Here are some ways in which the Trump era embodies many of the things that King fought against.

1. Racists feel emboldened

Race relations wasn’t the only issue that King was concerned about, but it was at the top of his list — and certainly, he would be troubled by the results of a recent Washington Post/Ipsos poll on black voters. The poll, conducted earlier this month, found that eight out of 10 blacks in the United States believe Trump is a racist. And 65% of respondents believe that it is a “bad time” to be black in the U.S. — where, according to some of them, racists feel empowered and have been coming out of the closet. Kenneth Davis, a 48-year-old truck driver who is African-American and lives in the Detroit suburbs, told the Post that one of his co-workers is now “waving the Confederate flag on the back of his pickup truck.” Another respondent told the Post that Trump “has taken hatred against people of color in general from the closet to the front porch.”

2. Union membership is painfully low

In an op-ed published by The Root on Martin Luther King Day 2020, union leader Lee Saunders (president of the American Federation of State, County and Municipal Employees) stressed that King was an aggressive champion of the labor movement. King was passionately pro-union, and he would no doubt be dismayed to see how much the labor movement has declined in the United States. In 1954, almost 35% of U.S. workers were unionized, according to Pew Research Center; in 2018, only 10.3% of American workers belonged to unions. That’s taking into account both the public sector and the private sector; among private-sector workers, unionization was a mere 6.4% in the U.S. in 2018.

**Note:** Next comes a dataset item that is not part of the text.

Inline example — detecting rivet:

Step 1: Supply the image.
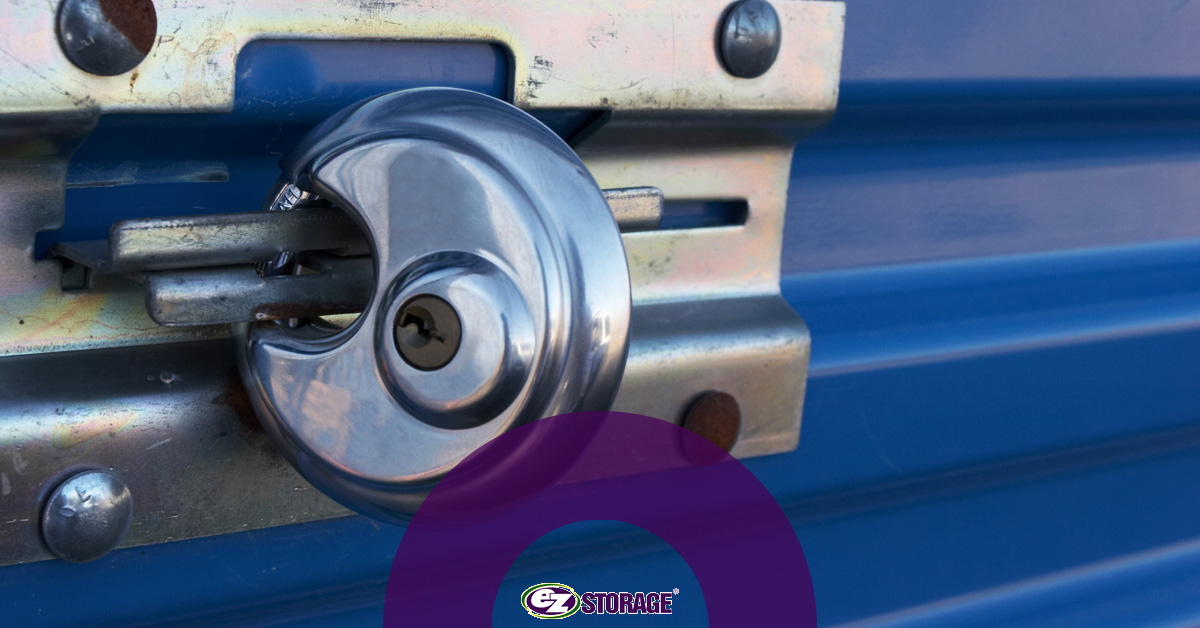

3. Religious extremists are championed by the president

Although King was a Protestant minister, he was happy to work with Jews, Muslims, Hindus and members of other faiths. But Trump, who comes from a Mainline Protestant background (he was raised Presbyterian) and was never especially religious, has allied himself with the Christian Right and the lunatic fringe of Christianity. Liberty University’s Jerry Falwell, Jr. is a major Trump ally and the son of the late Moral Majority founder Jerry Falwell, Sr. — who was a passionate defender of segregationist Jim Crow laws in the Deep South during the 1950s and 1960s. Falwell, Sr. claimed that King had communist sympathies — even though King was very outspoken against communism — and he believed that the U.S. Supreme Court’s ruling in Brown v. the Board of Education was against God’s will.

Sadly, the Christian Right is no less extreme in 2020 than it was in the past. And that is the extremist fringe of Christianity to which Trump happily panders.

4. Wages remain stagnant.

King recognized the importance of a strong middle class, and the American middle class was hit hard by the Great Recession. Trump is quick to brag about the state of the U.S. economy and the decrease in unemployment since the Great Recession ended: according to the Bureau of Labor Statistics (BLS), unemployment was at 3.5% in December 2019. But it’s important to read the fine print: wages, as economists Robert Reich and Paul Krugman have often pointed out, have been stagnant. And as Efraim Benmelech, Nittai Bergman and Hyunseob Kim of the National Bureau of Economic Research have explained, a big problem is what economists call labor-market concentration — that is, not enough employers competing for workers locally.

5. Millions of Americans lack health insurance

King once asserted, “Of all the forms of inequality, injustice in health is the most shocking and inhuman.” Yet the U.S. remains the only major developed country that doesn’t have universal health care — and millions of Americans still lack health insurance. The Affordable Care Act of 2010, a.k.a. Obamacare, reduced the number of Americans who lack health insurance, but Trump and his supporters have tried to roll back the modest protections of the ACA — including protections for preexisting health conditions. And as Krugman asserted in his New York Times column, Trump and other Republicans are still determined to take health care away from millions of Americans.